OpenAI has signed a $38 billion agreement with Amazon Web Services to secure access to hundreds of thousands of Nvidia processors, marking its first major partnership with the world's largest cloud provider and a clear step away from its long-standing dependence on Microsoft.

The deal, announced Monday, allows the ChatGPT developer to immediately begin running AI workloads on AWS infrastructure in the United States. According to Amazon executives, OpenAI will expand capacity through 2026, with future growth tied to additional data center buildouts. "It's completely separate capacity that we're putting down," said Dave Brown, Amazon's vice president of compute and machine learning services. "Some of that capacity is already available, and OpenAI is making use of that."

Amazon's stock rose roughly 5% following the announcement, reflecting investor optimism over AWS's strengthening position in the AI infrastructure race. "The breadth and immediate availability of optimized compute demonstrates why AWS is uniquely positioned to support OpenAI's vast AI workloads," AWS CEO Matt Garman said in a statement.

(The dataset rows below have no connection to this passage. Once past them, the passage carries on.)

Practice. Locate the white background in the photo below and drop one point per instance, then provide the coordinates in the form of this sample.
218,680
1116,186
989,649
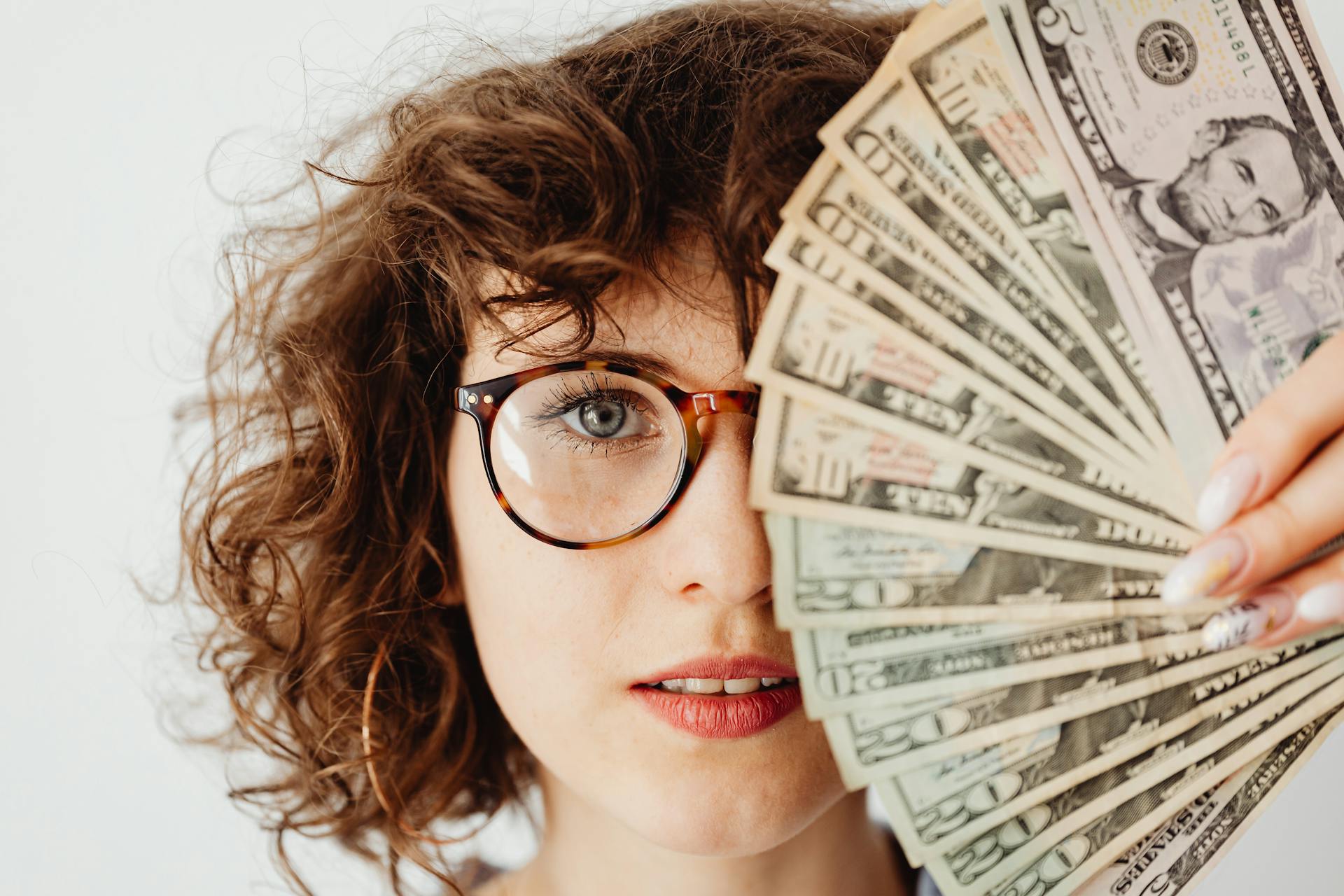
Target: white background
124,131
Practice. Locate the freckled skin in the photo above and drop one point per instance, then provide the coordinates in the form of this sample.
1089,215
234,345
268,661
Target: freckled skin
564,634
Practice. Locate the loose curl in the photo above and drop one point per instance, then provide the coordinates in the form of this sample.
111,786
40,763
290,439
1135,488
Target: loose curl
315,526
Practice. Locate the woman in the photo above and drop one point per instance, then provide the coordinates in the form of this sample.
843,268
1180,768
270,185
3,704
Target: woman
440,584
409,650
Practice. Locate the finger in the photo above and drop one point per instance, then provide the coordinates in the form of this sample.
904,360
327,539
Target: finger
1266,540
1300,603
1276,437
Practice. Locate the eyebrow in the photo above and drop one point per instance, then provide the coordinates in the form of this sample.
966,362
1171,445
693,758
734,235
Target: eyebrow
645,360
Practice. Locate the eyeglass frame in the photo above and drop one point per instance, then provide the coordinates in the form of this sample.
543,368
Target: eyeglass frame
482,402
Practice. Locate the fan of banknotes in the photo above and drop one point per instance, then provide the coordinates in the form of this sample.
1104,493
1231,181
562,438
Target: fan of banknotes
1021,305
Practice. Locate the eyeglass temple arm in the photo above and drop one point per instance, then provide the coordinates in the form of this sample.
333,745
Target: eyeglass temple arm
726,402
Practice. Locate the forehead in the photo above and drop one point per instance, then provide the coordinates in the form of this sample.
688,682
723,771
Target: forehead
689,332
1261,143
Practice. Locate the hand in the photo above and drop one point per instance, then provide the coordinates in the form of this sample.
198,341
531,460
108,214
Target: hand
1276,495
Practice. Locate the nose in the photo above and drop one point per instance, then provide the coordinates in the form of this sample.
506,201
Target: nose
1240,202
713,546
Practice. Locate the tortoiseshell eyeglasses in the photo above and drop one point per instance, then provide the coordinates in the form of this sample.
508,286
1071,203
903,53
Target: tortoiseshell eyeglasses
589,454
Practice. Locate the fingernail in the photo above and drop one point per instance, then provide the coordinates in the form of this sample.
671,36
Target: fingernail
1226,492
1323,603
1249,620
1206,568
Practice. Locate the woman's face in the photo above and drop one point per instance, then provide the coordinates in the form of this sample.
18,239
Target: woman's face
565,634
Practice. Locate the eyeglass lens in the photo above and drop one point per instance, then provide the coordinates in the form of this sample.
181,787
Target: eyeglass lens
587,456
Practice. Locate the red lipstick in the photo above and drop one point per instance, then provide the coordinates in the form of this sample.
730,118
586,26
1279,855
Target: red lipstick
722,715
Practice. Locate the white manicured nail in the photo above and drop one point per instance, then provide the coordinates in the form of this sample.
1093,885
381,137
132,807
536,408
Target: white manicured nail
1226,492
1323,603
1206,568
1249,620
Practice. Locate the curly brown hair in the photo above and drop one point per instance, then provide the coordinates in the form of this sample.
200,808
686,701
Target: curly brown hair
315,526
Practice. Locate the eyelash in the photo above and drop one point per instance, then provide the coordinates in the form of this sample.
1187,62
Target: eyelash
565,399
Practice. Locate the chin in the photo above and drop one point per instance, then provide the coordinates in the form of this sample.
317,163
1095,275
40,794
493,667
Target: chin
729,811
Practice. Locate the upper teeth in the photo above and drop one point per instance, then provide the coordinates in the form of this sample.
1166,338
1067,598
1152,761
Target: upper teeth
720,685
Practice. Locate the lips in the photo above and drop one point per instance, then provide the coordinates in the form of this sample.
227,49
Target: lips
718,716
711,666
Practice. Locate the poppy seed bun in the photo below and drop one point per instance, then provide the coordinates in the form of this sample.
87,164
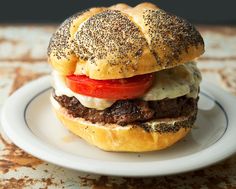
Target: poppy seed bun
122,41
131,138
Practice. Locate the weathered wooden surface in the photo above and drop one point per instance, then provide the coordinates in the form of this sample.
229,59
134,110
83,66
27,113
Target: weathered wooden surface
23,58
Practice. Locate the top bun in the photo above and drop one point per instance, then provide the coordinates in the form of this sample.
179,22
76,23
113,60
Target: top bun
122,41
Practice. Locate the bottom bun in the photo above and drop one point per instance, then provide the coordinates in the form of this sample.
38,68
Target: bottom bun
130,138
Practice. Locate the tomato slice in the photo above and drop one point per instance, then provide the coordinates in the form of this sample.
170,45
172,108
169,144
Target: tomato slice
110,89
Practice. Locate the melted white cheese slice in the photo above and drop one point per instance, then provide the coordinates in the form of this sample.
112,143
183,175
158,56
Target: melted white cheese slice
175,82
169,83
89,102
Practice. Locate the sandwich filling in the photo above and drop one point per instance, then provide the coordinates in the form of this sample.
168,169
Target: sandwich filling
174,93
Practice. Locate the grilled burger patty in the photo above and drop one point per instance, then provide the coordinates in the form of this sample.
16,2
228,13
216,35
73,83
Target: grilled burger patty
123,112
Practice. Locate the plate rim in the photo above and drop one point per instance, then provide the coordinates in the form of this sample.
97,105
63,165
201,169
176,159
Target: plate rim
114,168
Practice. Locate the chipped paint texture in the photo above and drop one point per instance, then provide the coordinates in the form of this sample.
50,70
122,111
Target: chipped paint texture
23,58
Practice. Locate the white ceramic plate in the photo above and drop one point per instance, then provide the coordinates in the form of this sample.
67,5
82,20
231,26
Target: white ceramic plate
28,120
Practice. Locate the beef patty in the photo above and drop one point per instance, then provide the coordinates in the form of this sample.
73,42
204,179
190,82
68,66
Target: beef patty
123,112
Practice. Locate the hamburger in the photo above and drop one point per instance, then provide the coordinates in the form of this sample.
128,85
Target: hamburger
125,78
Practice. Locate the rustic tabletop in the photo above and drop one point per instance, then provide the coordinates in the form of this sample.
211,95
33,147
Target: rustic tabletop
23,58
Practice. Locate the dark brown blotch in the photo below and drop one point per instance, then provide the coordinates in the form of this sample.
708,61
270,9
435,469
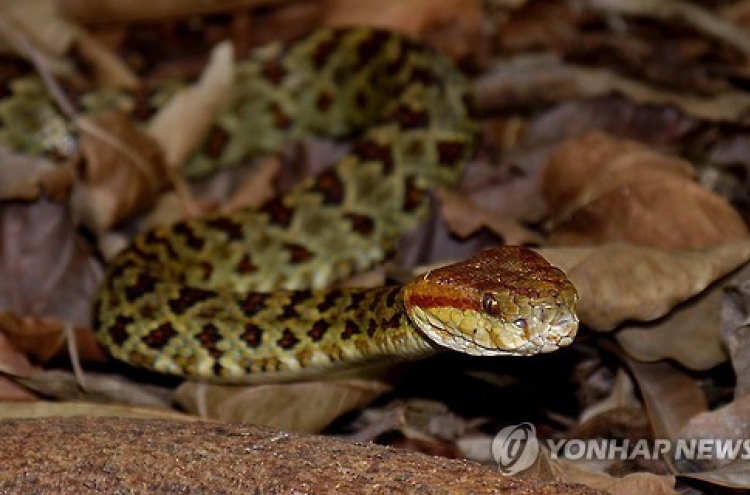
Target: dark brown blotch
143,284
318,331
187,298
409,118
368,150
288,340
392,298
450,153
252,335
324,101
414,196
298,253
209,337
159,336
215,142
424,76
371,45
273,71
324,51
246,265
350,329
361,224
329,185
329,300
372,327
233,230
191,239
280,119
278,213
253,303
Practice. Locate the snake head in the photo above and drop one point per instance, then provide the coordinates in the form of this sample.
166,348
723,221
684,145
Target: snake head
503,301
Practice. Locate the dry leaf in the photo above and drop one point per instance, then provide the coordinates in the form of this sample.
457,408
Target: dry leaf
123,172
689,334
531,80
305,407
727,422
735,318
620,282
182,124
603,190
39,24
99,388
671,396
119,11
25,177
733,476
465,217
41,409
47,278
621,396
412,17
644,483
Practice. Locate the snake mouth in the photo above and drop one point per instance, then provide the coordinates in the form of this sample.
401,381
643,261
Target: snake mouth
546,330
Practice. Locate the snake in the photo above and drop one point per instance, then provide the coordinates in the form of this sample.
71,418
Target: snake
252,296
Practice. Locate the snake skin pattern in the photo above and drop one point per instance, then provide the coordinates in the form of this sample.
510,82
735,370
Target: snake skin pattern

The partnership underscores OpenAI's growing effort to diversify its infrastructure providers after Microsoft's exclusive cloud arrangement expired earlier this year. Since then, OpenAI has signed large-scale buildout agreements worth more than $1.4 trillion with Oracle, Google, Nvidia, and Broadcom, triggering both excitement over AI's rapid industrialization and concern among analysts who warn of a speculative bubble in the sector.

"Scaling frontier AI requires massive, reliable compute," OpenAI CEO Sam Altman said in the release. "Our partnership with AWS strengthens the broad compute ecosystem that will power this next era and bring advanced AI to everyone."

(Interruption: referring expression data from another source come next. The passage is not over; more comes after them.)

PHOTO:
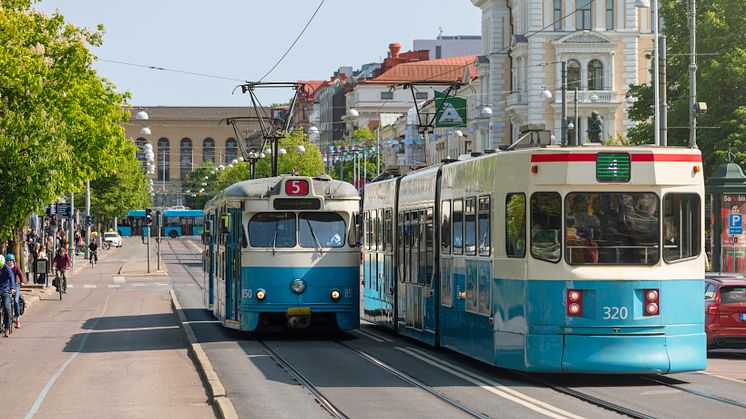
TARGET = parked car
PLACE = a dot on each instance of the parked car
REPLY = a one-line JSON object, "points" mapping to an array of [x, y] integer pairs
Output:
{"points": [[113, 238], [725, 310]]}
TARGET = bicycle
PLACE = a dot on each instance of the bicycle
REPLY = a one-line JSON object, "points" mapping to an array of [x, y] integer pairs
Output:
{"points": [[60, 281]]}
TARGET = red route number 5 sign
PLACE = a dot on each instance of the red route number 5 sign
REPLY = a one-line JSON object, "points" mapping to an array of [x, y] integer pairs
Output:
{"points": [[296, 187]]}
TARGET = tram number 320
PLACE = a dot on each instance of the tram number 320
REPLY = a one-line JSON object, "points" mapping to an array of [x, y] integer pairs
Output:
{"points": [[615, 313]]}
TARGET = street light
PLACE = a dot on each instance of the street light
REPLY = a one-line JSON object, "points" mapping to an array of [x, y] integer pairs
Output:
{"points": [[646, 4]]}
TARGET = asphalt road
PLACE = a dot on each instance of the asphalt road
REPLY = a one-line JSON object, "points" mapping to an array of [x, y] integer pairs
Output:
{"points": [[111, 348], [259, 386]]}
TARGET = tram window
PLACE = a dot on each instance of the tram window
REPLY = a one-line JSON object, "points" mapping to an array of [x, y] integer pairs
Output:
{"points": [[681, 228], [515, 225], [470, 226], [458, 226], [401, 245], [387, 229], [546, 226], [379, 229], [612, 228], [445, 227], [321, 229], [272, 229], [485, 232]]}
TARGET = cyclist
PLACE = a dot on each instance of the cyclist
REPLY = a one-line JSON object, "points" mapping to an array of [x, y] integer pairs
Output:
{"points": [[92, 249], [20, 278], [61, 263], [7, 284]]}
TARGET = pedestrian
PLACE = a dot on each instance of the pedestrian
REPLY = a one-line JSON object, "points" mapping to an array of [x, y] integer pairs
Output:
{"points": [[7, 285], [20, 279], [61, 263], [41, 254]]}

Under the new pact, OpenAI will use AWS servers equipped with Nvidia's latest Blackwell GPUs to train and deploy next-generation foundation models. The infrastructure will power both inference tasks-such as ChatGPT's real-time responses-and model training workloads. AWS will also construct dedicated facilities for OpenAI's use, though the companies have not disclosed specific geographic locations or timelines beyond 2026.

The agreement arrives amid record spending by OpenAI, whose compute commitments now exceed $1 trillion for the decade. Despite its soaring costs, the company is preparing for an eventual public offering. Its recent reorganization into a for-profit public benefit corporation was viewed as a step toward a potential $1 trillion IPO valuation, according to Reuters. CFO Sarah Friar has described the restructuring as part of OpenAI's path to "financial independence and operational maturity."

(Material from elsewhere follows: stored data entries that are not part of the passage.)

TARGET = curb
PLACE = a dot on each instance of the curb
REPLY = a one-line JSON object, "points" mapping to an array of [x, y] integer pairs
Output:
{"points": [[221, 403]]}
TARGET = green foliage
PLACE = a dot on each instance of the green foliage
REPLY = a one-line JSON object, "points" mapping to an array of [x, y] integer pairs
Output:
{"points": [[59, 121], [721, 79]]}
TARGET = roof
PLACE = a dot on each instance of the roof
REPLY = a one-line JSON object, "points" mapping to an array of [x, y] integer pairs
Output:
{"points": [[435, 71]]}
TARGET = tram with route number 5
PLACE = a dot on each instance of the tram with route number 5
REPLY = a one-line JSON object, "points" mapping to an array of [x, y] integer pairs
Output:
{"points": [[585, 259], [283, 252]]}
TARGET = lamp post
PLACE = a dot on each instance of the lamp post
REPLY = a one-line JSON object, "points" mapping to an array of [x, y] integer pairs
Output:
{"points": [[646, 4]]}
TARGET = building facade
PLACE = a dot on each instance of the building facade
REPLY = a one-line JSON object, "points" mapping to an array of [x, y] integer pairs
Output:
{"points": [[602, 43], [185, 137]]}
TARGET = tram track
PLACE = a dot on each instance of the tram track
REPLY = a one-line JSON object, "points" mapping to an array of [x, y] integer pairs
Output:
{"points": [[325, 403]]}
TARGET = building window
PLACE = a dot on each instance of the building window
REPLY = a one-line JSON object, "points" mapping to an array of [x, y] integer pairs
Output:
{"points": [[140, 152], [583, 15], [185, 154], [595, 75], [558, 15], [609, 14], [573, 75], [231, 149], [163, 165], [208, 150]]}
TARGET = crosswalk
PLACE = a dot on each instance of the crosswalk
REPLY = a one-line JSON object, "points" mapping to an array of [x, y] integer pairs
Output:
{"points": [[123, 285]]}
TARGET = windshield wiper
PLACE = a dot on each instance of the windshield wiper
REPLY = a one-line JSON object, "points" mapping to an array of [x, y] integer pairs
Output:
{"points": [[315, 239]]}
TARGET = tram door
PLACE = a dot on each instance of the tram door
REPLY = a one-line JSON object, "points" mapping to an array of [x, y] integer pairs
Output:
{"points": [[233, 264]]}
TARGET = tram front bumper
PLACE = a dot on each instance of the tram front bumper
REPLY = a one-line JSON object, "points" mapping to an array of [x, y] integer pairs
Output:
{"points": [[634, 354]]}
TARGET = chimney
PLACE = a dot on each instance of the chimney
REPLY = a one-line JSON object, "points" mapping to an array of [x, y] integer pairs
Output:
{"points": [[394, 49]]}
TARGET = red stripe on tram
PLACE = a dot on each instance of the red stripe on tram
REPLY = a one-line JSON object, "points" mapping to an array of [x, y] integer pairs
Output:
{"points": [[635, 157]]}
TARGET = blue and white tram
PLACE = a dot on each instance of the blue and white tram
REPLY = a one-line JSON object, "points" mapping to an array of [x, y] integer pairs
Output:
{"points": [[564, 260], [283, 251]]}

Amazon's cloud unit has strong ties to OpenAI's main competitor, Anthropic, in which it has invested billions. AWS is currently building an $11 billion data center campus in Indiana dedicated to Anthropic's workloads and its use of Amazon's in-house Trainium chips. When asked about OpenAI's potential adoption of Trainium, Brown said, "We like Trainium because we're able to give customers something that gives them better price performance and honestly gives them choice," but declined to comment on "anything we've done with OpenAI on Trainium at this point."